I try create DataFrame from Hive table. But I bad work with Spark API.
I need help to optimize the query in method getLastSession
, make two tasks into one task for spark:
val pathTable = new File("/src/test/spark-warehouse/test_db.db/test_table").getAbsolutePath
val path = new Path(s"$pathTable${if(onlyPartition) s"/name_process=$processName" else ""}").toString
val df = spark.read.parquet(path)
def getLastSession: Dataset[Row] = {
val lastTime = df.select(max(col("time_write"))).collect()(0)(0).toString
val lastSession = df.select(col("id_session")).where(col("time_write") === lastTime).collect()(0)(0).toString
val dfByLastSession = df.filter(col("id_session") === lastSession)
dfByLastSession.show()
/*
---------- ---------------- ------------------ -------
|id_session| time_write| key| value|
---------- ---------------- ------------------ -------
|alskdfksjd|1639950466414000|schema2.table2.csv|Failure|
*/
dfByLastSession
}
PS. My Source Table (for example):
name_process | id_session | time_write | key | value |
---|---|---|---|---|
OtherClass | jsdfsadfsf | 43434883477 | schema0.table0.csv | Success |
OtherClass | jksdfkjhka | 23212123323 | schema1.table1.csv | Success |
OtherClass | alskdfksjd | 23343212234 | schema2.table2.csv | Failure |
ExternalClass | sdfjkhsdfd | 34455453434 | schema3.table3.csv | Success |
CodePudding user response:
You can use row_number
with Window like this:
import org.apache.spark.sql.expressions.Window
val dfByLastSession = df.withColumn(
"rn",
row_number().over(Window.orderBy(desc("time_write")))
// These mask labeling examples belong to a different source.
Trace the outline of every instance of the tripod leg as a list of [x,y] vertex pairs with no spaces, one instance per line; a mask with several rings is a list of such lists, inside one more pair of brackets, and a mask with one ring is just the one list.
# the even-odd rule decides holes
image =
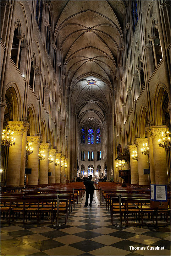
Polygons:
[[95,199],[94,199],[94,197],[93,197],[93,199],[94,199],[94,202],[95,202],[95,204],[96,204],[96,205],[97,206],[97,204],[96,203],[96,201],[95,201]]
[[84,193],[84,195],[83,196],[83,199],[82,199],[82,201],[81,201],[81,204],[80,204],[80,206],[79,207],[81,207],[81,204],[82,203],[82,202],[83,201],[83,199],[84,199],[84,196],[85,193],[86,193],[86,190],[85,191]]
).filter("rn=1").drop("rn")
dfByLastSession.show()
However, as you do not partition by any field maybe it can degrade performances.
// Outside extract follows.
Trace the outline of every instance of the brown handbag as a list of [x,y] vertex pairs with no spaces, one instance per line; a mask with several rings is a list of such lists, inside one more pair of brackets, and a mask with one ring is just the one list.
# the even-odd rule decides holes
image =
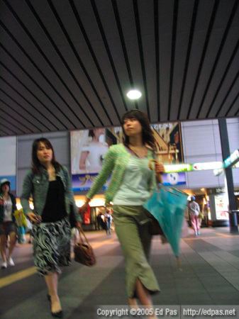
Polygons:
[[79,241],[74,247],[74,261],[86,266],[94,266],[96,259],[93,249],[84,235],[82,228],[78,228]]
Another thing you can change in your code, is using struct ordering to get the id_session
associated with most recent time_write
with one query:
val lastSession = df.select(max(struct(col("time_write"), col("id_session")))("id_session")).first.getString(0)
val dfByLastSession = df.filter(col("id_session") === lastSession)